The Math Behind The FullContact Name API

Given name analysis is done based on an estimated living population for a name. Name records were collected from the US Social Security Administration by year of birth and then utilizing actuarial period of life data an analysis was done to determine living people by given name.

Family name analysis was done based on 2010 US Census data. Because of the methods used my the US SSA and US Census, no personally identifiable information is available via this API.

The populus of “living people by given name” and family name data does not match exactly (most Americans have a first and last name) but is considered to be reasonably close thus no corrections were done to account for the difference.

Below is a high level overview of how the math is determined for the Name Stats, Name Normalization, and Name Parser endpoints.

Name Stats

Given the following query:

https://api.fullcontact.com/v2/name/stats.json?name=michael&apiKey=xxxx

The response will be: (hover over green properties for more information)


{
  "status": 200,
  "name": {
    "value": "Michael",  
    "given": {
      "likelihood": 0.99,
      "count": 3906405,     
      "rank": 1, 
      "male": {
        "count": 3886055,     
        "likelihood": 0.995,
        "rank": 1,
        "frequencyRatio": "0.029339617",
        "age": {
          "densityCurve": {
            "mode": {
              "count": 83567,
              "modeAge": 
              [
                54
              ]
            },
            "meanAge": 45.4,
            "quartiles": {
              "q1": 24.8,
              "q2": 39.5, 
              "q3": 52
            }
          }
        }
      },
      "female": {
        "count": 20350,
        "likelihood": 0.005,
        "rank": 784,
        "frequencyRatio": "0.000154322",
        "age": {
          "densityCurve": {
            "mode": {
              "count": 583,
              "modeAge": 
              [
                25
              ]
            },
            "meanAge": 40.8,
            "quartiles": {
              "q1": 25.7,
              "q2": 35.2,
              "q3": 47.4
            }
          }
        }
      }
    },
    "family": {
      "likelihood": 0.01,
      "count": 39369,
      "rank": 798,
      "frequencyRatio": "0.0001626"
    }
  }
}

Name Parser

The Name Parser API endpoint utilizes the data above to determine likelihood of name order. It simply looks at the frequency ratio of two ambiguously defined names in isolation and finds the most probabilistic fit for the names.

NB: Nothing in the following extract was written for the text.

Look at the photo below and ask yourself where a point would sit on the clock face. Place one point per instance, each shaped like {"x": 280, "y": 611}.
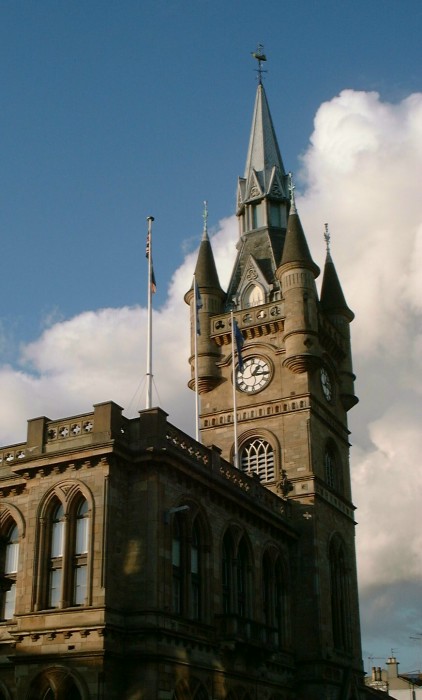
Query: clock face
{"x": 326, "y": 384}
{"x": 256, "y": 374}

Given the following query:

https://api.fullcontact.com/v2/name/parser.json?q=michael%20james&apiKey=xxxx

The response will be:


{
"status": 200,
"ambiguousName": "Michael James",
"result": {
      "givenName": "Michael",
      "familyName": "James",
      "likelihood": 0.975    <- The frequency ratio of the name combination in comparison to the inverted case.
 }
}


Name Normalization

The Name Normalization endpoint uses a bit more subjective math. The endpoint assumes that quasi-structured data is being input as a query, as opposed to randomly organized text strings. Thus by definition "Michael James" is likely first name Michael last name James, and "James Michael" is likely first name James last name Michael. Only when the probability of being wrong is very high do the values get reversed. None the less, the likelihood is calculated using the ambiguous name endpoint as the starting point. For the presence of additional tokens (prefix, suffix, nickname, etc.) aside from given name and family name there are reductions in confidence. In the case of a "," present, it actually gives a bump to the confidence such as in the case of "James, Michael".